JPH0237539A - Information recording medium - Google Patents

Abstract

PURPOSE:To prevent the infiltration of oxygen and steam to a recording layer and to obtain the recording medium having excellent durability by specifying the oxygen permeability and steam permeability of a resin film which covers the surface of a recording layer and is joined to a substrate in the non-recording region of the substrate. CONSTITUTION:The disk-shaped resin film 12 provided on the surface of the recording layer 20 is joined by forming joining regions 14, 15 in the non- recording regions 18, 19 of the resin substrate 11. The film 12 has the value of <=0.1g/m<2>.24 hour.atm. as the oxygen permeability and the value of <=1.0g/m<2>.24 hour as the steam permeability. The oxidation, corrosion, exfoliation, etc., of the recording layer 20 by oxygen and moisture are prevented by using such film 12 which hardly allows the permeation of the steam and oxygen and prohibits the infiltration thereof into the recording layer 20 as a protective film.

Description

[Detailed description of the invention] [Field of invention] The present invention relates to an information recording medium.

More specifically, the present invention relates to an information recording medium in which a disc-shaped resin film is bonded to a disc-shaped resin substrate.

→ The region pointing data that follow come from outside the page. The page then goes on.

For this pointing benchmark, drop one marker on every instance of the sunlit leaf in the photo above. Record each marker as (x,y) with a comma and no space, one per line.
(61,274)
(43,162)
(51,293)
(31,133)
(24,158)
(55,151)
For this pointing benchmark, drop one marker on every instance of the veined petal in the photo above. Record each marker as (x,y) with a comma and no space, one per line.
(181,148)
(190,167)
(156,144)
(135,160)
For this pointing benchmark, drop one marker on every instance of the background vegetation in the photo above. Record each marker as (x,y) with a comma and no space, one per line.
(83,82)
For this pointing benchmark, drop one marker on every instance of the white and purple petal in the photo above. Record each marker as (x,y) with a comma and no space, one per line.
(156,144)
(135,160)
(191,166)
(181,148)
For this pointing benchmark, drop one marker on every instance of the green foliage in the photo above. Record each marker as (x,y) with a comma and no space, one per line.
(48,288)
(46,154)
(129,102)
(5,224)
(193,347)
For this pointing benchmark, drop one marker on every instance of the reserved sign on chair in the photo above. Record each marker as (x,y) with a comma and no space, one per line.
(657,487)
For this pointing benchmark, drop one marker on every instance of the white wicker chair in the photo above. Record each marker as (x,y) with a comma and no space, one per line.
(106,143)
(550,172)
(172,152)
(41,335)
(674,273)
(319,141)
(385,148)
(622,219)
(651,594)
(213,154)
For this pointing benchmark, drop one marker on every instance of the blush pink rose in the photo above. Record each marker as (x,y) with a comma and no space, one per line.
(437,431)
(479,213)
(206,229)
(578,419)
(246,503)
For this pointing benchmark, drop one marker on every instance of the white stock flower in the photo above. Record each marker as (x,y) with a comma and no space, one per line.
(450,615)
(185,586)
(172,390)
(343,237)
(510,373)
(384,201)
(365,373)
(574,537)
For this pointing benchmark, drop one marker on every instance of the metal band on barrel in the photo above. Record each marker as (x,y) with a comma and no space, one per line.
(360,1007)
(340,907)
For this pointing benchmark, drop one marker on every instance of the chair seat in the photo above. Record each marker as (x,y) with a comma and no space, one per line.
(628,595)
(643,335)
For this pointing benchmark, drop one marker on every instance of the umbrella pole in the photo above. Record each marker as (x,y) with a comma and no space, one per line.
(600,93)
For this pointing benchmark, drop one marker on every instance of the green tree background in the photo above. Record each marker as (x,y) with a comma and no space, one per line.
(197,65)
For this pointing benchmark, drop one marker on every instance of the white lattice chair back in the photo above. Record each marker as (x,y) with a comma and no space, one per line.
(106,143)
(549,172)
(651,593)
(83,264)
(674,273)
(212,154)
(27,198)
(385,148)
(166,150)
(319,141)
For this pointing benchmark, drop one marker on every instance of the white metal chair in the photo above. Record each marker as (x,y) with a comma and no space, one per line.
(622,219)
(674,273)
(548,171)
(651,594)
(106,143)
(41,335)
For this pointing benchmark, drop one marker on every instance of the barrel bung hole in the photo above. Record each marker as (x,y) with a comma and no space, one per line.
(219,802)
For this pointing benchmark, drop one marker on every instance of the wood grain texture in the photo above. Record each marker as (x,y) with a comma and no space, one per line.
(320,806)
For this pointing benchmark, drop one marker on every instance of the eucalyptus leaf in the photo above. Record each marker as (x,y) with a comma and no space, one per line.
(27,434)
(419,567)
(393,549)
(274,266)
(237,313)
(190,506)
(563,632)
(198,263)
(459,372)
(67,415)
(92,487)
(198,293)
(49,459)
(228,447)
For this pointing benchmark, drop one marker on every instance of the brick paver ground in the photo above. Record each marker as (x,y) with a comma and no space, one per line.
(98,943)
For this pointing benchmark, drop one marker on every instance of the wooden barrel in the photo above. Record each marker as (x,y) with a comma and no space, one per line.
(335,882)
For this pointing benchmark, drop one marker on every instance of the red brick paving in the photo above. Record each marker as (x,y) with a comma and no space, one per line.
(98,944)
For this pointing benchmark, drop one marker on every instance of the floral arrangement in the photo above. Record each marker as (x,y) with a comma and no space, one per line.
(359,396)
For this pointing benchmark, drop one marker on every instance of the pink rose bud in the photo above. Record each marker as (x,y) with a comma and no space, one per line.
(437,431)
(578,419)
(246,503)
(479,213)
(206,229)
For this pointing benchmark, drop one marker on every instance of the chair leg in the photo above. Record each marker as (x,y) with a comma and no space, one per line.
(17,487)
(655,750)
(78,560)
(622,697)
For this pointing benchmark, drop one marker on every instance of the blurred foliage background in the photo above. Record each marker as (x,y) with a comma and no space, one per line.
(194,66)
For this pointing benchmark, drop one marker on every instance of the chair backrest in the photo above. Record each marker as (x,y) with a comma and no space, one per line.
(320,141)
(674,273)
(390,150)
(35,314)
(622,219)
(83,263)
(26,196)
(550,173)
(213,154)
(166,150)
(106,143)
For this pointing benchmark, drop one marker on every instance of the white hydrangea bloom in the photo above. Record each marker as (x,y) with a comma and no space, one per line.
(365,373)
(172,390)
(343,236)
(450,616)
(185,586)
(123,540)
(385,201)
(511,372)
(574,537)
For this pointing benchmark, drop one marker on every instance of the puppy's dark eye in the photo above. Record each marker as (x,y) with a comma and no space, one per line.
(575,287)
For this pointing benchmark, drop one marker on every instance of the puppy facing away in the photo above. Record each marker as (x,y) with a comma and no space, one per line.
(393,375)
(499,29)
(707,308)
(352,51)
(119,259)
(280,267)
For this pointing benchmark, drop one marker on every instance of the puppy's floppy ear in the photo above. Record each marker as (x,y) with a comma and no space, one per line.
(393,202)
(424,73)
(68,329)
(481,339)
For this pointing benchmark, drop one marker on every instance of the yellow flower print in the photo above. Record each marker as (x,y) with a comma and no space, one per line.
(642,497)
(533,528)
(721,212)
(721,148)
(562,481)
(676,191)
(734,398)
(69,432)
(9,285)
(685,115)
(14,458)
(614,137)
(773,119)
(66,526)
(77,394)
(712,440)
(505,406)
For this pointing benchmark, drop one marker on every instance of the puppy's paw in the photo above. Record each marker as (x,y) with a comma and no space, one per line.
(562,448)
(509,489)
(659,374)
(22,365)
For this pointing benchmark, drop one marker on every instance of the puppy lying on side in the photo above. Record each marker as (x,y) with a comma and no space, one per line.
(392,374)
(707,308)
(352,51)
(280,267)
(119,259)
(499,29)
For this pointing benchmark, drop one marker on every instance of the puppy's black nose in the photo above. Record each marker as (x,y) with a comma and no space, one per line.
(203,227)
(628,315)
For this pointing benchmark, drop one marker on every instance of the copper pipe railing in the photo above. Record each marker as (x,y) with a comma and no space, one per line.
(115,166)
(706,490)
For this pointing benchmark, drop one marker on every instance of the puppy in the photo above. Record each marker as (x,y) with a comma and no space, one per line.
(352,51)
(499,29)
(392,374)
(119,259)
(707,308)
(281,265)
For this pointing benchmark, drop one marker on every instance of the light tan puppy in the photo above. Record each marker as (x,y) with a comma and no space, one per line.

[Technical Background of the Invention] In recent years, information recording media using high energy density beams such as laser beams have been developed and put into practical use. This information recording medium is called an optical disc, and includes video discs, audio discs, large-capacity still image files, and large-capacity computer discs.
A vine used as memory.

The basic structure of an optical disk is a disc-shaped transparent substrate made of plastic, glass, or the like, and a recording layer provided thereon. On the surface of the substrate on which the recording layer is provided,
In order to improve the flatness of the substrate, improve the adhesion to the recording layer, or improve the sensitivity of the optical disc, an undercoat layer or intermediate layer made of a polymeric substance is sometimes provided.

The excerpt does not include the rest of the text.